Крайностям конфессионализма противостоит иной православный взгляд на инославные общества. Сторонники этого иного взгляда, без сомнения, искренне убеждены, что Православная Церковь, полностью верная заветам древней неразделенной Христовой Церкви, неповрежденно сохраняющая во всей полноте и неприкосновенности первоначальный залог богооткровенной веры, являет на земле Единую, Святую, Соборную и Апостольскую Церковь — Церковь вселенского Символа веры. Ни нравственные несовершенства тех или иных ее членов, ни какие‑либо погрешности богословского характера, связанные с немощами и ограниченностью человеческого сознания, воспринимающего Божественное учение в меру своих возможностей, отнюдь не отнимают у Православной Церкви ее нравственной непорочности, свойственной чистой Невесте Христовой, и ни в какой мере не наносят ущерба ее непогрешимости.
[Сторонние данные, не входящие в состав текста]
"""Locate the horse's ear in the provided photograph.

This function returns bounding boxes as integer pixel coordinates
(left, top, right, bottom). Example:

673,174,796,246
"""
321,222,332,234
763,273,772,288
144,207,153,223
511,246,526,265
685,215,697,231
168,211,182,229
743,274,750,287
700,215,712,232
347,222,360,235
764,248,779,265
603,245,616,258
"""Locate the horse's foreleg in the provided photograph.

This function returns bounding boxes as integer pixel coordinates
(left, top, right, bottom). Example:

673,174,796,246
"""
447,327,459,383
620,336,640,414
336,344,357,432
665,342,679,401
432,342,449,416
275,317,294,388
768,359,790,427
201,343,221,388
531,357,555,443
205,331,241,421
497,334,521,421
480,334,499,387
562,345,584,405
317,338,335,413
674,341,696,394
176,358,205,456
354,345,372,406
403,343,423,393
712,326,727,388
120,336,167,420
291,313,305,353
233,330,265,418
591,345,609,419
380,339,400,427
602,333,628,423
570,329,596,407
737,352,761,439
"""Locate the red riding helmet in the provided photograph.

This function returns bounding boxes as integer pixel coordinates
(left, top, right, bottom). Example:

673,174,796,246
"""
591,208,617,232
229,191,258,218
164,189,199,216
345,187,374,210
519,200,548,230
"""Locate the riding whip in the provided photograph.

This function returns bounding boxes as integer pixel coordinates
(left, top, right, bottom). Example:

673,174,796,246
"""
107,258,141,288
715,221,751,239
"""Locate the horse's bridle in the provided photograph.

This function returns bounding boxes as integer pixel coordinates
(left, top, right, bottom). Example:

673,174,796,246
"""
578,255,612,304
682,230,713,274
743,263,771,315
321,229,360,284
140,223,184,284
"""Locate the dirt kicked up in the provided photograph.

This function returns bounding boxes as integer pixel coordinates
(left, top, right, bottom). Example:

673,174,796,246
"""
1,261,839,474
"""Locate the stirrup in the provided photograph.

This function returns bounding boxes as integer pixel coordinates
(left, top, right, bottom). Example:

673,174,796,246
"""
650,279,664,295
Церковь, просвещаемая Духом Истины, безошибочно различает то, что исходит от ее Божественного Главы и действием благодати распространяется на ее члены, от того, что привносится в историческую жизнь церковного тела человеческими немощами и несовершенствами.

Эмпирически для отдельного христианина или для отдельного богослова не всегда возможно четко ощутить это различие, но Церковь, как таинственное Тело Христово, знает себя в совершенстве, а в необходимые моменты своей жизни чрез соборное действование мудро и безошибочно отделяет «золото, серебро и драгоценные камни» от «дерева, сена и соломы» (1 Кор. 3, 12).

Такая точка зрения, в соответствии с укоренившейся ныне терминологией, может быть названа православным экуменизмом.